Ultimate guide for data sheet
Cleaning up your data table before generating a no-code app from it is crucial for ensuring the app's functionality and accuracy. Here's a step-by-step guide
Last updated
Cleaning up your data table before generating a no-code app from it is crucial for ensuring the app's functionality and accuracy. Here's a step-by-step guide
Last updated
AppAlloy requires each table to have 1 display column. This column will be detected as the title of the data rows when it is shown as an item in the app.
The display can be the name of a product, the name of a customer, or a unique ID of the row. Whatever it is, if you choose the column as the key column, keep it the first column of your table. AppAlloy detects the first column as the display column.
Checking data types is essential because it ensures that the data in each column is in the correct format for processing, analysis, and integration.
For Google Sheets and local files as CSV., XLSX., or XLS., we recommend using 3 basic types:
For string data, we recommend the type "Plain text".
For numeral data such as price and quantity, we recommend the type "Number".
For date, time, and date & time data, we recommend the type "Date" or "Date time".
The row chosen to be your table's heading row must contain the headings for all columns.
These headings will become the field names within your AppAlloy app, so make sure they accurately reflect the type of data contained within each column (e.g., "Customer Name," "Product Price," "Order Date").
While merged cells might seem like a space-saving strategy, they can wreak havoc during the import process.
AppAlloy interprets merged cells as a single data point, which can lead to import errors and compromise the integrity of your information. Treat each cell as a separate entity containing a distinct piece of data.
Strive to ensure complete data for each row within your table, even when it duplicates the data of the other cells from the same column. Missing information can lead to incomplete records within your app, potentially hindering the user experience.
Consistent data formats are crucial for accurate analysis, reliable integration, and proper display. They prevent errors and ensure that data is interpreted correctly across different systems and tools.
Here are key types to format consistently:
Dates: Ensure all dates follow the same format to sort and filter correctly. Example: YYYY-MM-DD or YY-MM-DD, only choose 1 format for all data records.

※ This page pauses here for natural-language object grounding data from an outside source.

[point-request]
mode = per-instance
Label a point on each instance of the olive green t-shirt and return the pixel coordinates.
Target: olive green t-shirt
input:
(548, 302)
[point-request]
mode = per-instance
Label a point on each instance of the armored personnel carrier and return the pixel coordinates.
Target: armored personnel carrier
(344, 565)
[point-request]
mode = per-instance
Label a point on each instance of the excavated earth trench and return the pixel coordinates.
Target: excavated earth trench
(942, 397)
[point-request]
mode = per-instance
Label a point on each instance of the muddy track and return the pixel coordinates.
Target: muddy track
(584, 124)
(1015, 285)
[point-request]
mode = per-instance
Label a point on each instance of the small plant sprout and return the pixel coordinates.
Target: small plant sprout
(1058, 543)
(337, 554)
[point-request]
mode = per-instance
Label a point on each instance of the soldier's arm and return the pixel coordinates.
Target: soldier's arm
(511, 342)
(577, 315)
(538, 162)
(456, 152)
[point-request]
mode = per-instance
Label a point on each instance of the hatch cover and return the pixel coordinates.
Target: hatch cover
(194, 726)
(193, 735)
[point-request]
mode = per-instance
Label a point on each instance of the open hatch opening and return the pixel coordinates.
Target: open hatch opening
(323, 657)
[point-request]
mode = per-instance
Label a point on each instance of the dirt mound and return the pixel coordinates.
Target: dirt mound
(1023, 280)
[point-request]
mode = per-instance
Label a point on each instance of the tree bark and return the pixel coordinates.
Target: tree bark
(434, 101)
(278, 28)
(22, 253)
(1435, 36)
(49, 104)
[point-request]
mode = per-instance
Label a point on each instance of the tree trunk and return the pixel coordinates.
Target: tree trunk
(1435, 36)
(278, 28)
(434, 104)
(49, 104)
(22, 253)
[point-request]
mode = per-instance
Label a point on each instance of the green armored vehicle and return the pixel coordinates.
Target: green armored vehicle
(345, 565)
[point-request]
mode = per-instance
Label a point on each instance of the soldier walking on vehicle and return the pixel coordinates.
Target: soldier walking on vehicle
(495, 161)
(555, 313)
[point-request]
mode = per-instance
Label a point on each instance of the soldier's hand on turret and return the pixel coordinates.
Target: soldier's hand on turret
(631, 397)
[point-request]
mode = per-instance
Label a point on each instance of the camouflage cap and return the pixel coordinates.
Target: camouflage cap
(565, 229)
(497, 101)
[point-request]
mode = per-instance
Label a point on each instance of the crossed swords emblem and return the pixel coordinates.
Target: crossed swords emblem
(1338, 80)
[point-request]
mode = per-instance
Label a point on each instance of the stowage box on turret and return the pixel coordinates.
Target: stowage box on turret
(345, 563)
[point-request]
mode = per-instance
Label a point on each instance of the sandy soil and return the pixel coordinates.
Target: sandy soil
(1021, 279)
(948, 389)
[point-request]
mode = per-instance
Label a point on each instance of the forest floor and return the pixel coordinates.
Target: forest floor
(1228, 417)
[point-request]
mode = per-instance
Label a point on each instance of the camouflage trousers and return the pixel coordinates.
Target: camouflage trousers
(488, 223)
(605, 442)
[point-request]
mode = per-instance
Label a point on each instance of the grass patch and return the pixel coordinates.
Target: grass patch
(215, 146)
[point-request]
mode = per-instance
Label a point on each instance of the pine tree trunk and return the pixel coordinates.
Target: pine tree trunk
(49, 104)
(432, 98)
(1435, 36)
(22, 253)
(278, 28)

Numbers: Use a consistent format for numerical values, including decimal places and thousands of separators. Example: 1,000.00 vs. 1000
Text: Standardize text formats, such as capitalization. Example: "John Smith" (capitalize names).
Currency: Use the number type for currency data. Example: $450 should be saved as 45 with type number only.
Normalizing data is a process used to organize your data to reduce redundancy and improve data integrity. It involves breaking down a large table into smaller ones and defining relationships between them.
If your table has too much information, consider breaking it into smaller, related tables. For example, one table for customers and another for their orders.
Maintain a well-organized data file by dedicating separate sheets to each distinct data table within your app. This simplifies the import process and keeps your data categorized for clarity.
In each table, assign a unique identifier for each row in a table. This key ensures each record is unique.
For example, customer ID in the Customer table, and order ID in the Order table.
Each table is the main table of a specific set of data, and also the related table for reference information of another table data.
The main table contains the core information. Then each related table contains this core information as related data to the main table.
For example, the order table with has the Order ID, Product, and Quantity as the core information, and the Customer ID as the related data from the Customer table.).